Linguistics: How do I get my foreign diction more specific than IPA?
April 27, 2006 9:56 AM   Subscribe

LinguisticsFilter: There are a lot of resources explaining how to transcribe a language into IPA, but I don't have any that get into the nitty gritty of how one language pronounces a given consonant compared to another. Are there good resources on this front? Are there resources on how to speak in various foreign accents?

I'm an opera singer, and have had diction classes and read books on simply getting a full IPA transcription of a language, but there's a significant step between reading IPA and reading Italian, for example. German and English both have the "sh" sound, but the German one has much lower formants. Where do I get practical resources on these subtle differences? (By practical, I mean something that can be helpful for learning these, like audio files comparing languages, accents, etc.)

A particularly useful learning tool I've seen in the past is the use of accents in English, where the teacher will speak the same phrase in an accurate American, British, German, French, etc accent, and the differences become extremely clear. Are there resources for this?
posted by sirion to Science & Nature (8 answers total) 5 users marked this as a favorite
How about the Speech Accent Archive?
posted by Alison at 10:23 AM on April 27, 2006

UCLA has a phonetics archive. Tons of useful stuff. Also, they offer a CD with the original Sounds of the World's Language on it. SOWL is a probably a pretty good resource for you, but the CD's expensive. Try ILL'ing it.
posted by cog_nate at 11:15 AM on April 27, 2006

Well, this guy might be of some help [found long ago on Languagehat].
posted by oflinkey at 2:29 PM on April 27, 2006

I'm surprised that a strict IPA transcription wouldn't help you understand accents. Maybe look for transcriptions with lots of diacritics which help you understand the forming of each sound. Accents are just words said in one language using the phonemes of another language, so they should be able to be transcribed using strict IPA. When you say "how one language pronounces a given consonant compared to another" do you mean the actual letter, like t or the actual sound, like the different t's in 'tap' and 'later'?

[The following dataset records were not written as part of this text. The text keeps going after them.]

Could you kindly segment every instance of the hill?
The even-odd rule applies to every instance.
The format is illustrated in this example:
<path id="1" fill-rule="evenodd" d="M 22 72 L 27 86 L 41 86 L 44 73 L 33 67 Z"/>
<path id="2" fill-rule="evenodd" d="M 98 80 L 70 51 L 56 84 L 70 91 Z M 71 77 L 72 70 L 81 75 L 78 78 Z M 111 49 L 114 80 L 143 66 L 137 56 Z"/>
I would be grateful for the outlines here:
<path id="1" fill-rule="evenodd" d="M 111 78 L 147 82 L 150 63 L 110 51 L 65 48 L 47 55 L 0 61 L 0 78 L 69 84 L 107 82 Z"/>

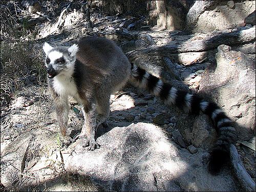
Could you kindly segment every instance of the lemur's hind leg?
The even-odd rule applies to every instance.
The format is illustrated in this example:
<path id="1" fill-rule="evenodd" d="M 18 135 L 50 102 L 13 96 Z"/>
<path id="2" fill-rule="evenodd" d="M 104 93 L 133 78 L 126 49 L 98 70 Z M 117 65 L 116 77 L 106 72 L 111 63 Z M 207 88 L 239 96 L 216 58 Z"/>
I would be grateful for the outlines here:
<path id="1" fill-rule="evenodd" d="M 97 98 L 97 125 L 98 127 L 100 124 L 106 127 L 108 127 L 108 118 L 110 114 L 110 95 L 107 97 L 99 95 Z"/>

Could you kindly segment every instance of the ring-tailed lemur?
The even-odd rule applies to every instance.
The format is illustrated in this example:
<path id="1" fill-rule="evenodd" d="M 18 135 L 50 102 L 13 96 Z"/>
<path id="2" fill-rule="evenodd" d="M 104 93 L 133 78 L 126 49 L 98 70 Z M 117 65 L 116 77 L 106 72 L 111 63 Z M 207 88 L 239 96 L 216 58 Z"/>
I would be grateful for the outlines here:
<path id="1" fill-rule="evenodd" d="M 58 124 L 63 137 L 66 134 L 69 106 L 68 96 L 81 105 L 84 124 L 80 137 L 86 137 L 84 146 L 89 150 L 99 147 L 95 140 L 97 127 L 105 121 L 110 113 L 110 97 L 128 80 L 162 99 L 168 105 L 176 105 L 194 113 L 208 115 L 218 134 L 211 153 L 209 170 L 219 172 L 230 157 L 229 145 L 235 142 L 233 122 L 217 104 L 196 95 L 178 90 L 170 84 L 131 63 L 113 41 L 103 38 L 84 38 L 70 47 L 53 48 L 47 42 L 43 49 L 48 83 L 55 99 Z"/>

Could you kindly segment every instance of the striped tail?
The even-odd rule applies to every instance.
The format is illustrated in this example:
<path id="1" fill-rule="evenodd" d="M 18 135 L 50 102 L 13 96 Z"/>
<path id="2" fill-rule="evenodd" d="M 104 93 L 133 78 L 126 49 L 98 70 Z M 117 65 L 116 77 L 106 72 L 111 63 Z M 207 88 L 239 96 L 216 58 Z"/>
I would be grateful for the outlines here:
<path id="1" fill-rule="evenodd" d="M 196 114 L 201 111 L 210 117 L 218 137 L 211 152 L 208 169 L 212 174 L 217 174 L 224 164 L 230 160 L 230 144 L 234 144 L 236 138 L 234 122 L 216 103 L 206 101 L 186 91 L 178 90 L 144 70 L 131 65 L 130 81 L 135 86 L 149 91 L 166 105 L 175 105 Z"/>

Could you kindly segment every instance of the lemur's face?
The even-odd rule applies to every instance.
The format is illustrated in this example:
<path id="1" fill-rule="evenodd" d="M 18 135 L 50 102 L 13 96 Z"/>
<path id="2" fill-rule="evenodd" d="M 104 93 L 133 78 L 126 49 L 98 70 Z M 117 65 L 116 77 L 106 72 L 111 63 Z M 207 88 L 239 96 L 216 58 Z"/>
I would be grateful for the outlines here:
<path id="1" fill-rule="evenodd" d="M 53 48 L 45 42 L 43 49 L 46 55 L 45 64 L 49 78 L 68 74 L 72 70 L 78 50 L 76 44 L 70 48 Z"/>

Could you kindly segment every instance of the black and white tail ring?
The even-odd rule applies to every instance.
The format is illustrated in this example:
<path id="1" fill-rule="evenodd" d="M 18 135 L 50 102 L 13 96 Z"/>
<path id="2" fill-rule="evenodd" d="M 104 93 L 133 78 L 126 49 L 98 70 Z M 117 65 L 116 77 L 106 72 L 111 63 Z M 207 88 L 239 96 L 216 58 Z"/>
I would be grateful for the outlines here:
<path id="1" fill-rule="evenodd" d="M 185 91 L 178 90 L 144 70 L 133 63 L 131 65 L 130 80 L 135 86 L 147 90 L 167 105 L 176 106 L 195 114 L 201 111 L 209 116 L 218 134 L 218 139 L 211 152 L 208 169 L 211 174 L 218 174 L 223 165 L 229 160 L 229 145 L 236 141 L 234 122 L 216 103 L 205 101 L 200 96 Z"/>

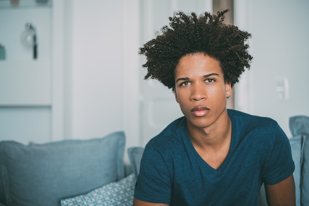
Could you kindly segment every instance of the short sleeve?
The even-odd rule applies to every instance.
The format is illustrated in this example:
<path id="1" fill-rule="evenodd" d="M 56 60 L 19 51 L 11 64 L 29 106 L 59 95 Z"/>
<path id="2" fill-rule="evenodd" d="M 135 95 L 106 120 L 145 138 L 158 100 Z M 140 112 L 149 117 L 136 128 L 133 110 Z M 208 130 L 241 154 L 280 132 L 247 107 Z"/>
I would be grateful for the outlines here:
<path id="1" fill-rule="evenodd" d="M 268 155 L 262 178 L 268 185 L 275 184 L 285 179 L 295 168 L 289 140 L 279 125 L 276 125 L 275 136 L 270 146 L 265 147 L 265 150 L 270 151 L 265 151 Z"/>
<path id="2" fill-rule="evenodd" d="M 135 185 L 136 199 L 149 203 L 169 204 L 172 178 L 167 166 L 172 167 L 172 164 L 168 162 L 169 156 L 146 145 Z"/>

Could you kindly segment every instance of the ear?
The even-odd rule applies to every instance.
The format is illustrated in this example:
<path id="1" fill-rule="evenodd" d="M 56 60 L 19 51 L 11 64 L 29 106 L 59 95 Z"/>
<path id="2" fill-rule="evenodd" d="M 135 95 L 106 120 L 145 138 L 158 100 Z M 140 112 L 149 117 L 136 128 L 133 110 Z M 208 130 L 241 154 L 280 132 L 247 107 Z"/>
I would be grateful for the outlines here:
<path id="1" fill-rule="evenodd" d="M 231 96 L 232 93 L 232 86 L 231 83 L 225 83 L 225 95 L 227 98 L 228 98 Z"/>
<path id="2" fill-rule="evenodd" d="M 178 102 L 178 97 L 177 97 L 177 93 L 176 91 L 176 88 L 175 87 L 173 87 L 173 91 L 174 91 L 174 93 L 175 94 L 175 99 L 177 103 L 179 103 Z"/>

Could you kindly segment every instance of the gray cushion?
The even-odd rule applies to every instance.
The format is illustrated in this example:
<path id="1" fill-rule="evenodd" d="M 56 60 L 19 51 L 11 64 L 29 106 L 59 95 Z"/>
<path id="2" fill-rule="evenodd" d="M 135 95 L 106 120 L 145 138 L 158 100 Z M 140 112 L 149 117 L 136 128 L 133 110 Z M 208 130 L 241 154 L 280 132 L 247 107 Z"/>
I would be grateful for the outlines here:
<path id="1" fill-rule="evenodd" d="M 132 206 L 136 181 L 132 173 L 86 194 L 61 200 L 61 206 Z"/>
<path id="2" fill-rule="evenodd" d="M 291 117 L 289 124 L 293 136 L 301 136 L 303 138 L 301 201 L 302 206 L 309 206 L 309 117 Z"/>
<path id="3" fill-rule="evenodd" d="M 140 172 L 141 160 L 144 152 L 144 148 L 141 147 L 130 147 L 128 148 L 127 151 L 130 163 L 131 165 L 132 165 L 135 176 L 137 178 L 138 173 Z"/>
<path id="4" fill-rule="evenodd" d="M 301 152 L 302 137 L 297 136 L 289 139 L 292 150 L 292 157 L 295 164 L 295 170 L 293 173 L 295 182 L 295 194 L 296 197 L 296 206 L 300 206 L 301 191 Z M 258 206 L 267 206 L 265 189 L 264 184 L 261 187 L 259 197 L 258 198 Z"/>
<path id="5" fill-rule="evenodd" d="M 28 146 L 0 142 L 6 204 L 59 206 L 61 198 L 123 178 L 124 144 L 122 132 Z"/>
<path id="6" fill-rule="evenodd" d="M 301 185 L 302 206 L 309 206 L 309 136 L 304 136 L 303 149 L 304 151 Z"/>

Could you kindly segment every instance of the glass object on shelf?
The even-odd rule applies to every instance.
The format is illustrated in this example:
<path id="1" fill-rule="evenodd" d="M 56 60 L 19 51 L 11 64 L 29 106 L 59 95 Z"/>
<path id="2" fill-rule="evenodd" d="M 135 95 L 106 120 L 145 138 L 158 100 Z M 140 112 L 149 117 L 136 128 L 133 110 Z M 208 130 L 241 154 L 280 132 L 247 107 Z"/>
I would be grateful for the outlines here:
<path id="1" fill-rule="evenodd" d="M 5 49 L 4 46 L 0 43 L 0 60 L 5 59 Z"/>

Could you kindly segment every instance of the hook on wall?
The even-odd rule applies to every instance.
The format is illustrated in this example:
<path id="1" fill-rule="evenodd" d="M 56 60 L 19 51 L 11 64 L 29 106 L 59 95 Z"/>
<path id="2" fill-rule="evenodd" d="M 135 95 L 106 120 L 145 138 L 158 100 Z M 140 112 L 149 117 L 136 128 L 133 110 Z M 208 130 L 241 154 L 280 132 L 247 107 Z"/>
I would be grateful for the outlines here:
<path id="1" fill-rule="evenodd" d="M 22 34 L 22 41 L 27 46 L 30 46 L 33 50 L 33 58 L 38 58 L 38 41 L 36 28 L 31 23 L 26 23 L 25 30 Z"/>

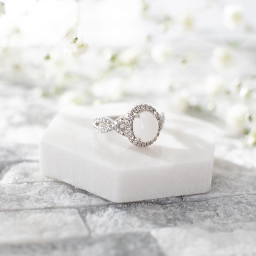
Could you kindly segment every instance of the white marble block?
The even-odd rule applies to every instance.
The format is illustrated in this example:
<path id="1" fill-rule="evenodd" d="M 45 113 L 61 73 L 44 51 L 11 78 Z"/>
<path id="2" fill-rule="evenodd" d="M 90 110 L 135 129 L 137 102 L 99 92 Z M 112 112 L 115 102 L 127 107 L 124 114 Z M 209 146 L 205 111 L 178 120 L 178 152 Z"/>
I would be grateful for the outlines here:
<path id="1" fill-rule="evenodd" d="M 41 171 L 116 202 L 209 191 L 215 138 L 207 123 L 166 112 L 158 138 L 146 147 L 134 145 L 115 131 L 94 131 L 94 117 L 123 115 L 133 106 L 110 104 L 63 110 L 40 142 Z"/>

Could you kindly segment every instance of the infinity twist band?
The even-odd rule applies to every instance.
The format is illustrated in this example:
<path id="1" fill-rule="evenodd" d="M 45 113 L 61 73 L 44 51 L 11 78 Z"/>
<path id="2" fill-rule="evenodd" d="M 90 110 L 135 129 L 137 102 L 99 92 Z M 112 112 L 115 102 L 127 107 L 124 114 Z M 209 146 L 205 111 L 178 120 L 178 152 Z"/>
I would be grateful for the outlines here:
<path id="1" fill-rule="evenodd" d="M 134 145 L 145 147 L 157 140 L 164 122 L 163 113 L 159 114 L 151 106 L 142 104 L 130 109 L 124 116 L 96 117 L 94 124 L 98 133 L 114 130 Z"/>

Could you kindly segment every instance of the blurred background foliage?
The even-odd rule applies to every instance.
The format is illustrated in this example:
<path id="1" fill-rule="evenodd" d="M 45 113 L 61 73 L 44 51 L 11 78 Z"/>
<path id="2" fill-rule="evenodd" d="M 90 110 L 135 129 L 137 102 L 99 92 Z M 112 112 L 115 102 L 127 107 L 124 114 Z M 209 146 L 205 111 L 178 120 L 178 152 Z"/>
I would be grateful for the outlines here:
<path id="1" fill-rule="evenodd" d="M 60 106 L 161 102 L 255 145 L 255 9 L 252 0 L 6 0 L 0 80 Z"/>

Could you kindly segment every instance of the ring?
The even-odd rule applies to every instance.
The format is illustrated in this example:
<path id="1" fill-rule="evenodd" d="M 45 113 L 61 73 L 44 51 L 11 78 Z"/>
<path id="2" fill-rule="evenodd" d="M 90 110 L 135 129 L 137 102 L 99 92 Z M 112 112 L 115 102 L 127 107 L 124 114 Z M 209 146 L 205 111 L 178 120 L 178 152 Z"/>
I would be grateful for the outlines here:
<path id="1" fill-rule="evenodd" d="M 146 147 L 157 140 L 165 122 L 163 113 L 146 104 L 137 105 L 123 117 L 98 117 L 94 119 L 95 130 L 100 133 L 115 130 L 134 145 Z"/>

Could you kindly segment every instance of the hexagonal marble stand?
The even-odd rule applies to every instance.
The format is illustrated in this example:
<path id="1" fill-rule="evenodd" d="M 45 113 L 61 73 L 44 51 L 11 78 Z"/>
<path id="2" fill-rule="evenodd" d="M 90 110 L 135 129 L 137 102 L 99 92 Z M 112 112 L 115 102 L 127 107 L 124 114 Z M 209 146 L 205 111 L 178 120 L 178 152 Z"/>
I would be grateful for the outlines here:
<path id="1" fill-rule="evenodd" d="M 63 110 L 41 141 L 41 171 L 116 202 L 209 191 L 215 139 L 207 123 L 166 112 L 158 139 L 146 147 L 134 146 L 115 131 L 94 131 L 95 116 L 123 115 L 133 106 L 116 104 Z"/>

If the IPA charts don't help, maybe the SAMPA charts might.
posted by nakedsushi at 2:45 PM on April 27, 2006

There's a huge amount to accents that the IPA alone can't represent. If you look in Kenyon and Knott, you'll see that for many words the Southern variant is the same as the New York variant. After your head's done exploding from that one, you'll see that that's actually accurate in terms of the IPA, which does nothing to indicate the relative lengths of the phonemes.
posted by Zed_Lopez at 4:11 PM on April 27, 2006

I think what you're looking for are phonetic contrastive analyses.

If you read phonetic contrastive analyses on English vs. X language, you can see what the general problematic differences are, and work on those.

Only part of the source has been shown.